Jean de LaLande served as a companion to Father Jogues, a missionary priest, on an ill-fated peace mission to the Iroquois village of Ossernenon, located in upstate New York. Jean de Lalande, had answered the call sent out by Father Jogues for a companion who was “virtuous, docile to direction, courageous, one who would be willing to suffer anything for God.”
While en route to Ossernenon, Father Jogues and Jean de LaLande were captured by a Mohawk war party. They were tortured and, on October 18, 1646, Father Jogues was tomahawked and beheaded.
John LaLande was martyred the following day, when he attempted to recover the body of Father Jogues from the village paths. In 1930, Pope Pius XI canonized John LaLande, Father Jogues and six other Jesuit slain by the Iroquois and Huron between 1642 and 1649. Father Jogues, John LaLande, Jesuit Brother Rene Goupil (1642), Fathers Antoine Daniel (1648), Jean de Brebeuf, Noel Chabanel Charles Garnier and Gabriel Lalemont (all in 1649) became known as the North American Martyrs.
St. John LaLande Parish was founded in 1938.

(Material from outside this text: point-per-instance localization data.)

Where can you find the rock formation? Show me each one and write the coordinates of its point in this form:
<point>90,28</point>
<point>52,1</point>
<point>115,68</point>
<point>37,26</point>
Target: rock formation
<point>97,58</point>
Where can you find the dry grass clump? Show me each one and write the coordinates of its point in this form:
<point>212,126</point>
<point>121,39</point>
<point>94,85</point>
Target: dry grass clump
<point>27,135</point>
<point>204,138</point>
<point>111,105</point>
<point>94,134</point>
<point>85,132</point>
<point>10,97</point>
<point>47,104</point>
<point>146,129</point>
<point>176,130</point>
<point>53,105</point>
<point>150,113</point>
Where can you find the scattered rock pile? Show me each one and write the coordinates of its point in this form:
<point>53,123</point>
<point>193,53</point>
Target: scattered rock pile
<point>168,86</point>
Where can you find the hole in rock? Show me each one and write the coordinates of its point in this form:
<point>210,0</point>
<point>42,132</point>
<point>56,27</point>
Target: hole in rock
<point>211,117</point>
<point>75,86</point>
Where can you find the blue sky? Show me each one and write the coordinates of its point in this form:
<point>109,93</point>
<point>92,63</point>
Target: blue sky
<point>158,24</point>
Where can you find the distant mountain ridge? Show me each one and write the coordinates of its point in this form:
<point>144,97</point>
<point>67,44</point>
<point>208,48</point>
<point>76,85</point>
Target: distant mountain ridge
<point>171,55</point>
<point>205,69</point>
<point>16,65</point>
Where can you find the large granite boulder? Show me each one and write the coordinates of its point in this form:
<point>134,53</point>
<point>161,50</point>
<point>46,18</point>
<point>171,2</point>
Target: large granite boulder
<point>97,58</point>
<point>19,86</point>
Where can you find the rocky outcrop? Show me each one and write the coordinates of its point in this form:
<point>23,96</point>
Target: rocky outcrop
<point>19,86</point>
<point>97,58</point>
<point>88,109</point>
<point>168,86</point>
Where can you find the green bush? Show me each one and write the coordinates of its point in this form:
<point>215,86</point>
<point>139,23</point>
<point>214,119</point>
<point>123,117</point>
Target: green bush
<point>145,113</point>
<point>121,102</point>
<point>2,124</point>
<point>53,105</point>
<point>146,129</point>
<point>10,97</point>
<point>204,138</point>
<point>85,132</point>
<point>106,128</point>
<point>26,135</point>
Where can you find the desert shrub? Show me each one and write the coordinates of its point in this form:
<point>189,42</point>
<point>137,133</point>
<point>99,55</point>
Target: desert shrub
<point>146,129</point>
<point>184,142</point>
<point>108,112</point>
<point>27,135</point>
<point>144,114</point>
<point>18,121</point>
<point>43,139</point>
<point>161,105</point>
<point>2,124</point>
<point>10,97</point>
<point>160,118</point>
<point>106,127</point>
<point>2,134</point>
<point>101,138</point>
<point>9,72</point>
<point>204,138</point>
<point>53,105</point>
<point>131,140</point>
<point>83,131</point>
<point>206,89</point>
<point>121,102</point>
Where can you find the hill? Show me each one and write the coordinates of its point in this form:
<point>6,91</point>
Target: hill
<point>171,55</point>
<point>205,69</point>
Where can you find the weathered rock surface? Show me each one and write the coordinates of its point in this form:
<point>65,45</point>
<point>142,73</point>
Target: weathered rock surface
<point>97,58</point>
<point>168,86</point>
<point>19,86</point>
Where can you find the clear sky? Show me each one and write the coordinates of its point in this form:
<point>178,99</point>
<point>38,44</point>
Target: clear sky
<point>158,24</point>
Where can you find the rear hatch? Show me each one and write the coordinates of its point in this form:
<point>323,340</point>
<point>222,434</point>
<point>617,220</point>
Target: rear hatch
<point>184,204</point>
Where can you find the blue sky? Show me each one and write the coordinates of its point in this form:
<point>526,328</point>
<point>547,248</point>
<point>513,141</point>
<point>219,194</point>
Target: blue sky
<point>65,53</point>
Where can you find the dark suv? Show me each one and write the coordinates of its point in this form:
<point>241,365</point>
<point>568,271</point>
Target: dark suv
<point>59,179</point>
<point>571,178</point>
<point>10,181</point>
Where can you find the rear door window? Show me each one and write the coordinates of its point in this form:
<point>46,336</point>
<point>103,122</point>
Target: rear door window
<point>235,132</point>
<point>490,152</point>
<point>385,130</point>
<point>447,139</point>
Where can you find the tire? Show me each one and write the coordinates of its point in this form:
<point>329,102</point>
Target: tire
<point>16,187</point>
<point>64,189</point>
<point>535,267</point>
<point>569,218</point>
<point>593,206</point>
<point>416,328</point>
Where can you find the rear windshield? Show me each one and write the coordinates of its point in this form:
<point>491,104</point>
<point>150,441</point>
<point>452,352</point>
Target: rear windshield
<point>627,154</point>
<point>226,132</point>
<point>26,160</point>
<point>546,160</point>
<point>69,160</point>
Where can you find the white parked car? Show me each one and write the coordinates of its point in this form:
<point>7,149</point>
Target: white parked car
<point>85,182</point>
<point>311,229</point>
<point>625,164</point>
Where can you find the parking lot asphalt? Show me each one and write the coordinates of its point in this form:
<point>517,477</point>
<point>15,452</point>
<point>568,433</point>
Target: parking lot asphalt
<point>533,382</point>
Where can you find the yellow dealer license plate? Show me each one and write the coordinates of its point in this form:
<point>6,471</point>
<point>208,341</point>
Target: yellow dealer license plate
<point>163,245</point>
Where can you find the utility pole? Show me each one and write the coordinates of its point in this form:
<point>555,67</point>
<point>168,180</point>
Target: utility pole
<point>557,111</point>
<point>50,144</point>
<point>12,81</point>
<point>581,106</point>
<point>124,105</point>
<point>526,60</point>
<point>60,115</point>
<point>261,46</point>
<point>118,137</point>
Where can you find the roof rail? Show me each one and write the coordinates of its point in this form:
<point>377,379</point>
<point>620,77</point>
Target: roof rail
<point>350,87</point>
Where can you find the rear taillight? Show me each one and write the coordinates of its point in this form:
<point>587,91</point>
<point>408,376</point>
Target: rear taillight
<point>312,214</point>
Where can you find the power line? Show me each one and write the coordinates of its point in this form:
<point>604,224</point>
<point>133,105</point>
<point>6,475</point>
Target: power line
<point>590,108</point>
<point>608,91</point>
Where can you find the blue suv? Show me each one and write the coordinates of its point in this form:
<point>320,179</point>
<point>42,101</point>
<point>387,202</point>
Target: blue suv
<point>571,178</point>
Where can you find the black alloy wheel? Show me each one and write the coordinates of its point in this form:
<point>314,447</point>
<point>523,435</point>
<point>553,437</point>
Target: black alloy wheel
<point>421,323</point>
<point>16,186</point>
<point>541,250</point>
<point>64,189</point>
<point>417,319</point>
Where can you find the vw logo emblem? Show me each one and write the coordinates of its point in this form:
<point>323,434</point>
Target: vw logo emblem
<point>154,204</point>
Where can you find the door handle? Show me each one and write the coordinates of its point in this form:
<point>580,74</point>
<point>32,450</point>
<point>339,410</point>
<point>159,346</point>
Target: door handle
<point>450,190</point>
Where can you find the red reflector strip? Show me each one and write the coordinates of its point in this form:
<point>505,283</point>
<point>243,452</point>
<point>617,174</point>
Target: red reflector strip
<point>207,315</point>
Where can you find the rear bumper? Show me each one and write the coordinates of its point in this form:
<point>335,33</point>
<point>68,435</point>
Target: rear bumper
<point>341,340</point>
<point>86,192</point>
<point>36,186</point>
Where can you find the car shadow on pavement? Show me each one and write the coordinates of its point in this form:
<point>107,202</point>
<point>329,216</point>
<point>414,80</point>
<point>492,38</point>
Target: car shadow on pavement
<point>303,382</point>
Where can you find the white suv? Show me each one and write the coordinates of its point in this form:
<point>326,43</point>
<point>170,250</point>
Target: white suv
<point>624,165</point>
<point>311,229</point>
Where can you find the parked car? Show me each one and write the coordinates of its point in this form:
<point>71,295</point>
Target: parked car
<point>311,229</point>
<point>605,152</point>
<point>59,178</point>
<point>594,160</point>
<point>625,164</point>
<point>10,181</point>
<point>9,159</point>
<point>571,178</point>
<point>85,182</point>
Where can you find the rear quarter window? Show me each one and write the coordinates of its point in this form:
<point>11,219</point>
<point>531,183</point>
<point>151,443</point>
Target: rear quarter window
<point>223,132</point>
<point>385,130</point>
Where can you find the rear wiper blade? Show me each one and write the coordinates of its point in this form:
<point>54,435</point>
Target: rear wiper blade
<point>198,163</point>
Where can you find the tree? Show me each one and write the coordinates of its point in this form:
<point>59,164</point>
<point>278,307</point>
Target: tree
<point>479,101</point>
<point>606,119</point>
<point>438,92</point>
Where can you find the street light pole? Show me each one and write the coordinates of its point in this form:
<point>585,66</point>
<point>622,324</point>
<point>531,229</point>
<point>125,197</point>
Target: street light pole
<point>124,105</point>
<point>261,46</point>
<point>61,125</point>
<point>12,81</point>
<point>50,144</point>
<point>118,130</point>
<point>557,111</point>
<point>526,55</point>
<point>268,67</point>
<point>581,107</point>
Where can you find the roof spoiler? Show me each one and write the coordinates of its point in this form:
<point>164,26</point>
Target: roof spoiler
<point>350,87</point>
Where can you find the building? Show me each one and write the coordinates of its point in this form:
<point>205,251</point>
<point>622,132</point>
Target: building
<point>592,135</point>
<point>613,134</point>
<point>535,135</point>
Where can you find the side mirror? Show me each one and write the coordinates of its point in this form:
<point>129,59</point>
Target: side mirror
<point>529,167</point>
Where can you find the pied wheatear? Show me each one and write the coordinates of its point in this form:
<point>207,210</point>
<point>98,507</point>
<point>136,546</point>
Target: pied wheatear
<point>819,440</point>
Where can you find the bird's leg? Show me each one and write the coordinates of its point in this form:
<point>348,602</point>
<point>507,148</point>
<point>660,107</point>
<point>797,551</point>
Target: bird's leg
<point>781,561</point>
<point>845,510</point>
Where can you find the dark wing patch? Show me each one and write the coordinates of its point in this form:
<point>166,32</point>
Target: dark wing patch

Parishioner Jim Heiman, author of a 2003 parish website history, wrote, “Jean de La Lande, the obscure young French woodsman from Dieppe, France, was a fitting image for the name of a church … of a religion persecuted by the fears of staunchly anti-foreign and anti-Catholic terrorists. And perhaps he appealed to the weekend country excursionists who may have felt that they, too, were woodsmen—at least on the weekends.”
In honor of its 75th anniversary last year, research was done to see how many parishes worldwide are named for John LaLande. Apparently, the parish in Blue Springs is the one and only.
Remarking on that, Father Elliott said that the new statue in the church is the only statue in a church dedicated to St. John LaLande. The limestone statue on the lawn in front of the church, dedicated in the late 1970s, is also of St. John LaLande.
Father Elliott also mentioned that, while most of the statues in and around the church do not have halos, he specifically requested that the new statue of St. John LaLande have a halo. We have many visitors to our church, he said, stopping by for Mass while traveling on I-70. Most of them probably aren’t acquainted with St. John LaLande. “The statue is dressed in buckskins, and I didn’t want somebody asking, ‘Why is Davy Crockett in the church?’”
In the near future, the statue will be moved to the narthex of the church, but for now, he watches over the faithful attending Mass at the only church in the world named in honor of St. John LaLande.